アタックNo.1 第7話 四天王との出逢い

 早川みどりがすっかりいい人に。
 どうも6話を越え、自分自身が落ち着いて視聴できる段階に突入したらしい。最初の頃は現在の作品とのギャップに驚き、当時の生活観・価値観との相違に驚き…で、おのぼりさん状態だったのだと思う。今の自分の状態が冷静だとも思わないんだが、今のうちに整理できるところは整理して、いろいろツッコんでみたい。
 冒頭の一言ツッコみからしてそうなんだが、最初主人公側にないキャラが味方になった途端、なぜかまるで以前からそうだったかのようにいい人になってしまう。将棋のようである。敵の飛車角に痛めつけられて自分が成長するきっかけとなり、相手の駒を自分側に引き込んでしまうと強力な人材として縦横無尽に駆け回る。
 これは本作品だけでなく、あの頃の作品は大抵皆そうだったように思うんだが、結局日本人としてのアイデンティティーを昔は全員がある程度共有していたということなんだろうかと思う。今を振り返ってみると、かなり日本全体が派閥化してしまっており、特に今の自民党の方針である特権階級と下層民の格差拡大かつ格差固定のため下層民同士でいがみ合わせて、政治に向かないよう仕事漬けにしたりくだらない娯楽を提供して特権階級が上前をハねるという構造になっている。
 前にも触れたと思うんだが、この作品のキャラたちは、実は金持ちの子弟が主になっている。1960年代の東京の公立校はまだ学力崩壊など起こしておらず、むしろ公立高校から東京大学合格者を輩出していた頃で、その時代にわざわざオプション価格の高い私立に入れる経済力のあるという設定である。高校進学率も70%代で、スポーツにうつつを抜かす余力のある家庭がモデルになっている。
 転地療養で静岡の進学中学に入るこずえもそうだが、いかにも成金的な早川みどり、で、その友達でもあった柏木や一ノ瀬努など、もう金持ちばかりが登場。しかし、けんかの構造はヤクザ映画の系譜を引き、登場人物の家庭環境をある程度わかった上で庶民が熱狂してこの作品を視聴し、かつバレー人気を引き起こしたわけだ。いくら昔のほうが格差が激しかったと論じる人が現在もいるとはいえ、金持ちと下層民の間に今ほどの絶望的な軋轢が昔あったかといえば、そうではないだろうと思うのである。

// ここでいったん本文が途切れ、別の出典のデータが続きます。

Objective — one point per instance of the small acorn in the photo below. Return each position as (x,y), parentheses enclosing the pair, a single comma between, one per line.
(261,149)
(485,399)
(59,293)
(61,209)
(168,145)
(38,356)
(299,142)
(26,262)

 登場人物の中でも、嫌われ役に割り振られている台詞というのは結構どぎついものがあり、変に本音を隠していないだけにむしろすがすがしさを感じたりもする。たぶんああいう演出というか脚本というか原作のネームってのは、結果的に特権階級の横暴に対しての抑制効果があったのではないかという気がしないでもない。で、そのお嬢さんたちが上から目線で人をこき使うというわけではなく、バレーの一員として自分も必死で汗を流して働くという姿が示されているわけだ。喧嘩の最前線に位置して、部下達の不満を受け止めた上で、我慢させたり、もちろん自分も我慢したり、自分が率先して部下と一緒に困難に立ち向かう姿も同時に示されている。そこに立場の違いはあれど、皆おなじ釜の飯を食う仲間なんだ、いや同じ日本人、突き詰めていけば皆同じ人間なんだという主張になってしまっていると言っても過言ではないだろう。齟齬はあっても最終的には分かり合えるだろうという共通認識は幻想に過ぎなくとも昔はあっただろうし、経済成長の元、ある程度それが実現されていたという時代でもあったのだろうと思うのである。
 あと、富士見学園中のバレー部には最近まで顧問はいなかったんだろうなという事実におおらかさを感じたり、そのへんで今回の本郷先生の台詞回しにニヤリとしたりした。合併話なんて、昔は私立の経営が厳しかったのか?という想像をしてみたり、いろいろ尽きないものはある。あと一つツッコみたいところもあるのだが、多分次回ある程度結論が示されると思うので、そのときにしてみたい。